Princeton University Library Catalog

Towards First-Person Context Awareness: Discovery of User Routine from Egocentric Video using Topic Models and Structure from Motion

Author/​Artist:
Jabri, Allan [Browse]
Format:
Senior thesis
Language:
English
Advisor(s):
Xiao, Jianxiong [Browse]
Department:
Princeton University. Department of Computer Science [Browse]
Class year:
2015
Description:
62 pages
Summary note:
One of the ultimate goals of our pursuit of AI is to create intelligent machines that help us live our lives.
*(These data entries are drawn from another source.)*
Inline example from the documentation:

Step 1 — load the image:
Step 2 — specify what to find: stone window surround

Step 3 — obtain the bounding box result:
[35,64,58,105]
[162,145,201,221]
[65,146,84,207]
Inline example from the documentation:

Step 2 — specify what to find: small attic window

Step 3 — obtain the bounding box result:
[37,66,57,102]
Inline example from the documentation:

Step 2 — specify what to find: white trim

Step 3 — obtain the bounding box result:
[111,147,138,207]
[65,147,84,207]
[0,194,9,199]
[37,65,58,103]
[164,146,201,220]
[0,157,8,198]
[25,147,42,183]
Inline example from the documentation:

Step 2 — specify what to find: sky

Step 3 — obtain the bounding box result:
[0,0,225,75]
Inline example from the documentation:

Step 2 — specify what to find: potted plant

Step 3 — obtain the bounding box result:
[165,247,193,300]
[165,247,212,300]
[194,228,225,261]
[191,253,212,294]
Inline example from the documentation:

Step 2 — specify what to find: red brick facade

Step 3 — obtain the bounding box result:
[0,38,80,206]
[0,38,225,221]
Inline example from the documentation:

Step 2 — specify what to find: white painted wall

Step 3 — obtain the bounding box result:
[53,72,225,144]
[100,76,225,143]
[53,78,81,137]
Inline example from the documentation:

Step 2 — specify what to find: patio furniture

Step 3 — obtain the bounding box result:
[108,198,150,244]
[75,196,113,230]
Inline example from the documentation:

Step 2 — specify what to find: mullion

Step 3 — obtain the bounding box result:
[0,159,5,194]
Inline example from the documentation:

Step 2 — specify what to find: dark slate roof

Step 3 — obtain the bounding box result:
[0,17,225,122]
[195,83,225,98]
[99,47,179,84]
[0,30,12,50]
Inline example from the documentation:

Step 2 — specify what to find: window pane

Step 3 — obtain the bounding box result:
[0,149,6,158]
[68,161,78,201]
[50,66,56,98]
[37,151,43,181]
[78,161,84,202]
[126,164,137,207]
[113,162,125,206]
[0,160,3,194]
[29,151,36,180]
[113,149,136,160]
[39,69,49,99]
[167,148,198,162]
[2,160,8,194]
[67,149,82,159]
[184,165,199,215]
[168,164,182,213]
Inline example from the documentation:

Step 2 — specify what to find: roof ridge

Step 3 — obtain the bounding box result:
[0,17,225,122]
In order to help us, these agents must gather a sense of our context. Already, personal computing technologies like Google Now use ego-centric (first-person) data - email, calendar, and other personal routine information - as actionable context. Recently, wearables have brought us the opportunity to easily capture many types of ego-centric data - including visual data. It is easy to imagine the potential impact of a context-aware intelligent assistant - ’aware’ of not only textual data but immediate visual information - for applications from assisted daily living to annotated augmented reality and self-organized life-logs. We imagine a future world when wearable computing is ubiquitous, and as a result, lifelogs and similar visual data are abundant. The problem of understanding user routine from ’big’ egocentric data naturally extends itself as an important machine learning problem. Our key observation is that egocentric data is ’overfit’ to person wearing it. Because human behavior tends to be periodic, hence the notion of ’routine’, lifelog data must then be a series of manifestations of periodic scenes. Using techniques inspired by work in scene understanding, ubiquitous computing, and 3D scene modeling, we propose two complementary approaches for discovering routine structure in ego-centric image data. We take a scene understanding approach, interpreting routine as periodic visits in meaningful scenes. For a robust representation of routine visual scenes, we propose a formulation of routine visual context as probablistic combinations of scene features discovered from a visual lifelog corpus using topic modeling. Concurrently, we discover the 3D spatial structure of routine scenes by incrementally building SFM models from images of the same spatial context. For proof of concept, we implement our framework using the Google Glass and an infrastructure that we call SUNglass.